Calling BLAS from Cython - Mostly Engineering

It is often useful to be able to call BLAS routines directly from Cython. Doing so avoids calling the corresponding NumPy functions (which would incur a performance penalty of running interpreted code and type and shape checking) as well as re-implementing linear algebra operations in Cython (which will likely be both incorrect and slower).

Existing Cython BLAS wrappers

Correspondingly, there are several ways of doing so.

CythonGSL provides Cython wrappers for the GNU Scientific Library.
tokyo wraps a lot of BLAS routines in Cython functions.
This StackOverflow thread suggests a way of calling the BLAS version bundled with SciPy.

If these projects fit your requirements, great! You can read no further. In my code, however, I often find myself needing only one or two BLAS routines that are called in a tight inner loop – and in these cases I find it preferable to write my own quick wrapper with just these two functions.

Calling BLAS directly

Declaring BLAS functions is a straightforward application of the Cython cdef extern machinery.

Getting the BLAS level 1 double inner product function is very straightforward:

cdef extern from 'cblas.h':
    double ddot 'cblas_ddot'(int N,
                             double* X, int incX,
                             double* Y, int incY) nogil

This gives a function that takes the length the vectors N, the pointers to the first element of X and Y, and their strides incX and incY.

Calling it is also very easy:

cpdef double run_blas_dot(double[::1] x,
                          double[::1] y,
                          int dim):

    # Get the pointers.
    cdef double* x_ptr = &x[0]
    cdef double* y_ptr = &y[0]

    return ddot(dim, x_ptr, 1, y_ptr, 1)

Declaring level 2 and level 3 functions is a little bit trickier as we need to take care of the various flags passed into the routines. Taking DGEMV (double matrix-vector product) as an example, we need:

cdef extern from 'cblas.h':
    ctypedef enum CBLAS_ORDER:
        CblasRowMajor
        CblasColMajor
    ctypedef enum CBLAS_TRANSPOSE:
        CblasNoTrans
        CblasTrans
        CblasConjTrans
    void dgemv 'cblas_dgemv'(CBLAS_ORDER order,
                             CBLAS_TRANSPOSE transpose,
                             int M, int N,
                             double alpha, double* A, int lda,
                             double* X, int incX,
                             double beta, double* Y, int incY) nogil

The first two ctypedefs give us the flags governing the matrix-vector product operation:

CBLAS_ORDER determines whether the matrix A uses row-major or column-major storage (C and Fortran arrays in NumPy parlance), and
CBLAS_TRANSPOSE determines whether the matrix A should be transposed for the multiplication.

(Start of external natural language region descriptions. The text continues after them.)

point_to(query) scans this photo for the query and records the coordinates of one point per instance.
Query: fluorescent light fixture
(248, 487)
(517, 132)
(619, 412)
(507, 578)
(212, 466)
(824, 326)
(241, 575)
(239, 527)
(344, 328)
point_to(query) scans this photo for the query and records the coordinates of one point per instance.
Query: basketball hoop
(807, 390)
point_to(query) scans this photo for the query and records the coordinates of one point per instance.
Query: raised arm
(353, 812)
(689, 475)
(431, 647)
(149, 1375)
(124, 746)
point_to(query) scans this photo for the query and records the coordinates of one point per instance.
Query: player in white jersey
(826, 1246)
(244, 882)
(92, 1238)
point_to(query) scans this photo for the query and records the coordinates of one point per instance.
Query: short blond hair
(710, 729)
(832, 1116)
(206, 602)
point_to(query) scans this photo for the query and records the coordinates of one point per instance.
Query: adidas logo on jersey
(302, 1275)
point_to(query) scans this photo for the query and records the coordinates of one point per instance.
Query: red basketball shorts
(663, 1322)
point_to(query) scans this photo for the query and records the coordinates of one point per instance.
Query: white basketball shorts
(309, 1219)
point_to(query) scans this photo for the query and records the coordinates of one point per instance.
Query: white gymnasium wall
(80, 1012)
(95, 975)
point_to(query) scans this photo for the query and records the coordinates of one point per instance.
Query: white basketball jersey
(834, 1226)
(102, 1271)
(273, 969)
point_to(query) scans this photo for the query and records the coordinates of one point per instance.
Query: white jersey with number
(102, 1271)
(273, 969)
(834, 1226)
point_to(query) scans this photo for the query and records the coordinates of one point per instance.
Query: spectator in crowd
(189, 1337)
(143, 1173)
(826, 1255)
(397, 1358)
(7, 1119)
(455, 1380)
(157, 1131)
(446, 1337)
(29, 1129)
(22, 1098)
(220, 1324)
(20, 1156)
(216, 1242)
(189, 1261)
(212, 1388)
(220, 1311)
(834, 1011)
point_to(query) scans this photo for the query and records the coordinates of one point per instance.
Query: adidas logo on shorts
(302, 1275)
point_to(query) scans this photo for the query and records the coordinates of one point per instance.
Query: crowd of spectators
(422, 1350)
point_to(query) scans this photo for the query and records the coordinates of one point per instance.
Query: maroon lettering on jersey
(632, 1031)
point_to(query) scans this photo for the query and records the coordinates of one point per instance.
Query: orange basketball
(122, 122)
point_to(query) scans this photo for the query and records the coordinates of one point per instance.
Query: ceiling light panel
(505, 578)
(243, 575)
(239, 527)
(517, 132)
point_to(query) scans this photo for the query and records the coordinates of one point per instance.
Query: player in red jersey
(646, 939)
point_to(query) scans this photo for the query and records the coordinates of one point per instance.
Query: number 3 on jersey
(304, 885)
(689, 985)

The final lines gives us the actual function signature. To call it, we need:

the two parameters above,
the dimensions of the A matrix, M by N,
the scaling constants alpha and beta,
the pointers to the A matrix and X and Y vector (where the Y vector stores the result), and
the strides of the X and Y arrays.

To call it:

cpdef run_blas_dgemv(double[:, ::1] A,
                     double[::1] x,
                     double[::1] y,
                     int M,
                     int N,
                     double alpha,
                     double beta):

    cdef double* A_ptr = &A[0, 0]
    cdef double* x_ptr = &x[0]
    cdef double* y_ptr = &y[0]

    dgemv(CblasRowMajor,
          CblasNoTrans,
          M,
          N,
          alpha,
          A_ptr,
          N,
          x_ptr,
          1,
          beta,
          y_ptr,
          1)

And that’s it: good enough for quick and dirty projects.

Real-world examples

For some good examples of using Cython BLAS bindings in anger, sklearn uses the BLAS headers approach; statsmodels and gensim extract function pointers out of scipy.